You are watering your lawn with a hose when you put your finger over the hose opening to increase the distance the water reaches. If you are pointing the hose at the same angle and the distance the water reaches increases by a factor of 4, what fraction of the hose opening did you blocked?
To solve this problem, we can use the concept of conservation of flow rate.

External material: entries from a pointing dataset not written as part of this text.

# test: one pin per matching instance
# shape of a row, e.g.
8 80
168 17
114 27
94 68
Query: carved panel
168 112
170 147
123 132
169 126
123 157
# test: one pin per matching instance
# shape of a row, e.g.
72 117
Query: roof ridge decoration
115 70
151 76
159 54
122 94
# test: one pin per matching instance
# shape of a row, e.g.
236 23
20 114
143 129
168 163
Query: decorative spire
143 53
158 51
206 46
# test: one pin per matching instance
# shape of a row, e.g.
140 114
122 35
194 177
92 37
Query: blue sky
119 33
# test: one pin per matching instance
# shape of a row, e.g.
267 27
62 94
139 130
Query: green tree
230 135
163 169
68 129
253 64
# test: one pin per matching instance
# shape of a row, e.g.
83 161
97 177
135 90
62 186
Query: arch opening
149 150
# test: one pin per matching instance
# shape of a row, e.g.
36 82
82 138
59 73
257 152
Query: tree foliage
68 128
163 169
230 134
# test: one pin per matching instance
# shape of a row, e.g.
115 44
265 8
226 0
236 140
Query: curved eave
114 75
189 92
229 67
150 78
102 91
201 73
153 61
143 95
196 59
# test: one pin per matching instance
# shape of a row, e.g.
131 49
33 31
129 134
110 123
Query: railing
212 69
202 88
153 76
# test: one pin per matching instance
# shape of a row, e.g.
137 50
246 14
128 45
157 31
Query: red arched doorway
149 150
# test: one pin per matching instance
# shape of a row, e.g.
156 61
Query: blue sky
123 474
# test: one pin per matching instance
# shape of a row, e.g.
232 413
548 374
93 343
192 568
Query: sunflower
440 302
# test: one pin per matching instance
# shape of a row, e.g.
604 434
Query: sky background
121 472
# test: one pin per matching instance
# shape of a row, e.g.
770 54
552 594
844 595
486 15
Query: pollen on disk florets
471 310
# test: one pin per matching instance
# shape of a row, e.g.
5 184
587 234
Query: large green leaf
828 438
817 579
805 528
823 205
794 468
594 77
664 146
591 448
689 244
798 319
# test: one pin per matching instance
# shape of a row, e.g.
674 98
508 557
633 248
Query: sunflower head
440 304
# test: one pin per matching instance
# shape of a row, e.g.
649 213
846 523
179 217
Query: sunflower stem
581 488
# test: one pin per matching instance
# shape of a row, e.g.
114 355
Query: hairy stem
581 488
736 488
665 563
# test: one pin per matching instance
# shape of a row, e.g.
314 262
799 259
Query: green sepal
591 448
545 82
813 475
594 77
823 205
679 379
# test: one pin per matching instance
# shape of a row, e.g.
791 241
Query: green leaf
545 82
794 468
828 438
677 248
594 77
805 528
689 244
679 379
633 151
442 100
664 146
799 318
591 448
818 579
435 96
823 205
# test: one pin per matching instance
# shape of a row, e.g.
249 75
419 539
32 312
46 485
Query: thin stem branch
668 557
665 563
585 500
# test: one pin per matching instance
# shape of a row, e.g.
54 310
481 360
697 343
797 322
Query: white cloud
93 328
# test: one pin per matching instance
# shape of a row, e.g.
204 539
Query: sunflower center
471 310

When you put your finger over the hose opening and increase the distance the water reaches, the flow rate of the water remains constant.
Let's assume the original flow rate of the water without blocking any part of the hose opening is Q.
Now, when you block a fraction of the hose opening, let's say f (where 0 < f < 1), the effective area through which the water can flow decreases by a factor of (1 - f).
Therefore, the effective flow rate, Q', can be calculated as:
Q' = Q * (1 - f)
Given that the distance the water reaches increases by a factor of 4, we can imply that the effective flow rate also increases by a factor of 4. So, we have:
Q' = 4 * Q
Now, we can substitute Q' with 4Q in the equation above:
4Q = Q * (1 - f)
Simplifying this equation, we get:
4 = 1 - f
Rearranging the equation, we find:
f = 1 - 4
f = -3
But, in this context, the fraction cannot be negative, so we discard that solution.
Therefore, there is no fraction of the hose opening blocked.